A 6000 - kg rocket is set for firing . If the exhaust speed is `1000 ms^(-1)` , how much gas must be ejected per second to supply the thrust needed , (a) to overcome the weight of the rocket , (b) to give the rocket an initial acceleration of `19.6 ms^(-2)`?
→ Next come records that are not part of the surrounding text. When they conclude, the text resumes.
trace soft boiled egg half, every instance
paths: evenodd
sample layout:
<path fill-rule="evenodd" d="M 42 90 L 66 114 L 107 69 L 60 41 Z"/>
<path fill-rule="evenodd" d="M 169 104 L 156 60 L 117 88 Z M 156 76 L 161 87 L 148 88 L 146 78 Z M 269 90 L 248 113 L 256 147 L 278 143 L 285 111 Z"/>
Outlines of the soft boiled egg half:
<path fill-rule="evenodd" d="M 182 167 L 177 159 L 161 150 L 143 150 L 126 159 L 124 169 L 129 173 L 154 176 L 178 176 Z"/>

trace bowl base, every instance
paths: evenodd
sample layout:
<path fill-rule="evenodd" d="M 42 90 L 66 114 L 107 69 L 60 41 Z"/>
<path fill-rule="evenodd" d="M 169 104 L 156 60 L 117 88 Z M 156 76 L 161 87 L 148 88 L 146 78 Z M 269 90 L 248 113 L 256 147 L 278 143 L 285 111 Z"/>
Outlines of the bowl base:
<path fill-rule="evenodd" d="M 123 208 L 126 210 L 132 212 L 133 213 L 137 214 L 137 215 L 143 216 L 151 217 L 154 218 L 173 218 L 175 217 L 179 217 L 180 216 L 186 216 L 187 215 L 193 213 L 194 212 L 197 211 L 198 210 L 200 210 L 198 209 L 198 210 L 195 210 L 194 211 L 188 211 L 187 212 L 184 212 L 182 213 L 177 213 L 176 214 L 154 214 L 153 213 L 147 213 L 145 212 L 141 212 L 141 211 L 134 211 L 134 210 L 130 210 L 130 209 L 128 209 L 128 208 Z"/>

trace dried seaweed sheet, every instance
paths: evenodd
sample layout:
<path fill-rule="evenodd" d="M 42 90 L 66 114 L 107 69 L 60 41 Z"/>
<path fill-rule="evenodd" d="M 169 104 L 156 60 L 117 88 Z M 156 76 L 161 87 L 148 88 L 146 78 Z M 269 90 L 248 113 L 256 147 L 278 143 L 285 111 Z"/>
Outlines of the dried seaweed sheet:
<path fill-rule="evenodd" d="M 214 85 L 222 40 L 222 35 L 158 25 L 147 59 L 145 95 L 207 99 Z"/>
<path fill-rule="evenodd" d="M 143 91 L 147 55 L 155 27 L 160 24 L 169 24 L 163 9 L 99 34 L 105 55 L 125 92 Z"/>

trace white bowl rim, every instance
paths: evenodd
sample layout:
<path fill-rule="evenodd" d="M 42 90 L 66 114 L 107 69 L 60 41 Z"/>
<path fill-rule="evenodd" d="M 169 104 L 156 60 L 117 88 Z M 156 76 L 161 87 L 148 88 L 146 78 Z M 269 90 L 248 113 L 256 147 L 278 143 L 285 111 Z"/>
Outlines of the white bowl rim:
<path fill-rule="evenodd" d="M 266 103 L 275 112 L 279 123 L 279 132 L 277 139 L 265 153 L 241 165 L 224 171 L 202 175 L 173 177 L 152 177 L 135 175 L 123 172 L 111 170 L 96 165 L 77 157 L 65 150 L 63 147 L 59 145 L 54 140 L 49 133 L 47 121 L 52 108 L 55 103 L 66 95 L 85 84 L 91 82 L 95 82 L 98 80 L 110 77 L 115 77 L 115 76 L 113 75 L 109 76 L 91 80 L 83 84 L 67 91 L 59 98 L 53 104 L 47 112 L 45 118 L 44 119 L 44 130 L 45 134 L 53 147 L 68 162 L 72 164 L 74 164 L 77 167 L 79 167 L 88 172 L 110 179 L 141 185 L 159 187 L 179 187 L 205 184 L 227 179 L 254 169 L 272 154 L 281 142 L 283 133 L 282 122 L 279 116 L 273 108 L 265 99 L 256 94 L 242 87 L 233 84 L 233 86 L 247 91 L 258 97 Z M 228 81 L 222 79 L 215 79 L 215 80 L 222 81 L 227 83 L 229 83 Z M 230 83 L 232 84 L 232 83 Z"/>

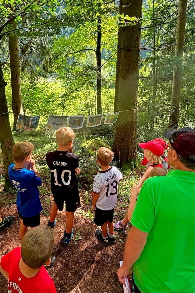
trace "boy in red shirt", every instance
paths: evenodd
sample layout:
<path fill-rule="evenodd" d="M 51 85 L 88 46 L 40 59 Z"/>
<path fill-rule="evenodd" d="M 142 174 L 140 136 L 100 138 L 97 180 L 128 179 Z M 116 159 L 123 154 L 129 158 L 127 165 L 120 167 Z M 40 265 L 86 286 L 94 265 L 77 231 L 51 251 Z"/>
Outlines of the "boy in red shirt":
<path fill-rule="evenodd" d="M 44 266 L 51 261 L 54 233 L 49 227 L 35 227 L 25 234 L 21 248 L 3 257 L 0 271 L 9 280 L 9 293 L 57 293 Z"/>

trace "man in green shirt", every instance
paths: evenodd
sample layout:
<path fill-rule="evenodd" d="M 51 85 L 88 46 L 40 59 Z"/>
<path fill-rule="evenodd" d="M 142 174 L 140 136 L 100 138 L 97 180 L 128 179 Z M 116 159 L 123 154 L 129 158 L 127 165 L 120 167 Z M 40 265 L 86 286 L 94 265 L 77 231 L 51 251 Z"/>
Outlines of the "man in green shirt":
<path fill-rule="evenodd" d="M 119 281 L 133 272 L 136 291 L 195 292 L 195 130 L 164 134 L 174 170 L 146 181 L 131 218 Z"/>

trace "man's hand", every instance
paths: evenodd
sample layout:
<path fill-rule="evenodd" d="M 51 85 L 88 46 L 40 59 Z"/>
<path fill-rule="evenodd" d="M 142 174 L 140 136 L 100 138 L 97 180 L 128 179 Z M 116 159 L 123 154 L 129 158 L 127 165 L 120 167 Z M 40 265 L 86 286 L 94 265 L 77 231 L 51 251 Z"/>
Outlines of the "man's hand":
<path fill-rule="evenodd" d="M 74 169 L 74 172 L 76 175 L 78 175 L 80 173 L 80 170 L 79 168 L 76 168 Z"/>
<path fill-rule="evenodd" d="M 125 284 L 125 278 L 128 275 L 132 274 L 133 272 L 132 268 L 130 268 L 129 270 L 124 269 L 122 266 L 119 268 L 117 272 L 117 275 L 119 277 L 119 280 L 121 283 Z"/>

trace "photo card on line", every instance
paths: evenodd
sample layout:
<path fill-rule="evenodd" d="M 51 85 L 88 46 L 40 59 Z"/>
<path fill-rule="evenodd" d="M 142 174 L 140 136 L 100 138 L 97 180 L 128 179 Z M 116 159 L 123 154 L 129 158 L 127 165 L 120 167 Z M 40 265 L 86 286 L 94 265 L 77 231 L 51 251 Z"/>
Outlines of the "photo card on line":
<path fill-rule="evenodd" d="M 86 127 L 94 127 L 101 125 L 103 114 L 89 115 L 87 122 Z"/>
<path fill-rule="evenodd" d="M 20 130 L 33 130 L 37 128 L 40 116 L 40 115 L 32 116 L 19 114 L 16 129 Z"/>

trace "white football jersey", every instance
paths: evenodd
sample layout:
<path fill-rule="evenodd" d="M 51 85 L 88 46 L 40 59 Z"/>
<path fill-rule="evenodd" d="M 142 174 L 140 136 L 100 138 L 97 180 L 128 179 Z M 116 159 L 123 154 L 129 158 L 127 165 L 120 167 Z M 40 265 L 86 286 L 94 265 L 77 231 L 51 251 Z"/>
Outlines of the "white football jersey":
<path fill-rule="evenodd" d="M 122 179 L 122 174 L 116 167 L 100 171 L 94 181 L 93 192 L 99 194 L 96 205 L 98 209 L 109 211 L 116 206 L 119 182 Z"/>

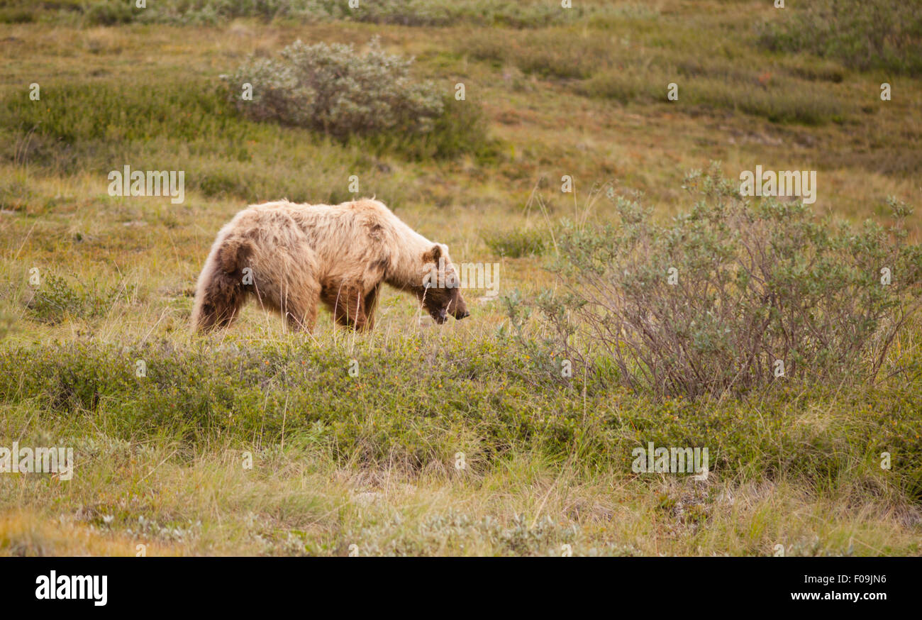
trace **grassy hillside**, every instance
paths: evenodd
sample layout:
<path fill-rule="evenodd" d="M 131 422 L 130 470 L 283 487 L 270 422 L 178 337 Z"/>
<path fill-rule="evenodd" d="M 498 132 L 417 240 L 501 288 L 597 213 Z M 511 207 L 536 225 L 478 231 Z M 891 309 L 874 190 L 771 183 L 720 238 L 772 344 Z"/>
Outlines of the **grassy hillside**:
<path fill-rule="evenodd" d="M 617 222 L 610 190 L 642 192 L 665 225 L 715 161 L 731 180 L 817 171 L 818 216 L 894 224 L 888 197 L 922 198 L 917 15 L 361 4 L 0 0 L 0 447 L 77 459 L 71 480 L 0 475 L 0 553 L 922 553 L 917 316 L 834 374 L 692 399 L 632 389 L 594 351 L 561 380 L 536 305 L 562 299 L 565 222 Z M 221 77 L 251 56 L 375 36 L 445 98 L 436 131 L 344 137 L 229 101 Z M 184 171 L 184 201 L 110 196 L 125 165 Z M 440 327 L 388 291 L 370 334 L 325 313 L 290 334 L 251 304 L 190 335 L 236 211 L 372 195 L 456 262 L 499 263 L 500 297 L 465 290 L 470 318 Z M 904 243 L 920 223 L 904 218 Z M 648 442 L 707 447 L 708 475 L 633 472 Z"/>

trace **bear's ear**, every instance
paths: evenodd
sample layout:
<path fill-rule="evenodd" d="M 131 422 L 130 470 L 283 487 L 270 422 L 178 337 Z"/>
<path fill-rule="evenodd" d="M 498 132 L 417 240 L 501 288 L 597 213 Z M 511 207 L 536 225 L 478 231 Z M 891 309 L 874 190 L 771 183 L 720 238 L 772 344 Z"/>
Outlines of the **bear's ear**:
<path fill-rule="evenodd" d="M 437 263 L 439 258 L 442 257 L 442 246 L 436 244 L 429 250 L 426 250 L 422 255 L 422 262 L 424 263 Z"/>

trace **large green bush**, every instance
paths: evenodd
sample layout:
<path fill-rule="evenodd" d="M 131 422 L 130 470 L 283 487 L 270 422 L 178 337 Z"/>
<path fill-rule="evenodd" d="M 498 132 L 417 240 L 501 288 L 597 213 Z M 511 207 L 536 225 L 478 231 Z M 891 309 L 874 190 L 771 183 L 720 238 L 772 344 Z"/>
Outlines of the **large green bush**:
<path fill-rule="evenodd" d="M 877 376 L 920 304 L 910 209 L 892 200 L 892 226 L 856 230 L 799 201 L 741 198 L 716 166 L 686 183 L 699 199 L 668 224 L 612 195 L 618 224 L 566 226 L 567 292 L 541 301 L 559 350 L 659 396 Z"/>
<path fill-rule="evenodd" d="M 226 81 L 237 109 L 345 138 L 381 132 L 424 134 L 444 112 L 439 87 L 415 82 L 411 58 L 385 53 L 377 38 L 368 51 L 340 43 L 297 41 L 278 58 L 253 58 Z M 246 101 L 242 85 L 253 85 Z"/>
To solve the problem step by step, we will calculate the amount of gas that must be ejected per second to provide the necessary thrust for both scenarios: (a) to overcome the weight of the rocket and (b) to give the rocket an initial acceleration of \(19.6 \, \text{m/s}^2\). ### Given Data: - Mass of the rocket, \(M_r = 6000 \, \text{kg}\) - Exhaust speed, \(V_g = 1000 \, \text{m/s}\) - Acceleration due to gravity, \(g = 9.8 \, \text{m/s}^2\) ### Part (a): To Overcome the Weight of the Rocket 1. **Calculate the weight of the rocket:** \[ \text{Weight} = M_r \cdot g = 6000 \, \text{kg} \cdot 9.8 \, \text{m/s}^2 = 58800 \, \text{N} \] 2. **Set up the thrust equation:** The thrust force \(F_t\) must equal the weight of the rocket to just lift it off the ground: \[ F_t = M_r \cdot g \] The thrust force can also be expressed in terms of the mass flow rate of the gas \( \frac{dM}{dt} \) and the exhaust speed: \[ F_t = V_g \cdot \frac{dM}{dt} \] 3. **Equate the two expressions for thrust:** \[ V_g \cdot \frac{dM}{dt} = M_r \cdot g \] 4. **Solve for the mass flow rate \( \frac{dM}{dt} \):** \[ \frac{dM}{dt} = \frac{M_r \cdot g}{V_g} = \frac{6000 \, \text{kg} \cdot 9.8 \, \text{m/s}^2}{1000 \, \text{m/s}} = \frac{58800}{1000} = 58.8 \, \text{kg/s} \] ### Part (b): To Give the Rocket an Initial Acceleration of \(19.6 \, \text{m/s}^2\) 1. **Calculate the total thrust needed:** The total thrust must overcome both the weight of the rocket and provide the additional force for acceleration: \[ F_t = M_r \cdot (g + a) = 6000 \, \text{kg} \cdot (9.8 \, \text{m/s}^2 + 19.6 \, \text{m/s}^2) = 6000 \, \text{kg} \cdot 29.4 \, \text{m/s}^2 = 176400 \, \text{N} \] 2. **Set up the thrust equation again:** \[ F_t = V_g \cdot \frac{dM}{dt} \] 3. **Equate the two expressions for thrust:** \[ V_g \cdot \frac{dM}{dt} = M_r \cdot (g + a) \] 4. **Solve for the mass flow rate \( \frac{dM}{dt} \):** \[ \frac{dM}{dt} = \frac{M_r \cdot (g + a)}{V_g} = \frac{6000 \, \text{kg} \cdot (9.8 \, \text{m/s}^2 + 19.6 \, \text{m/s}^2)}{1000 \, \text{m/s}} = \frac{6000 \cdot 29.4}{1000} = 176.4 \, \text{kg/s} \] ### Final Answers: - (a) The mass of gas that must be ejected per second to overcome the weight of the rocket is \(58.8 \, \text{kg/s}\). - (b) The mass of gas that must be ejected per second to give the rocket an initial acceleration of \(19.6 \, \text{m/s}^2\) is \(176.4 \, \text{kg/s}\).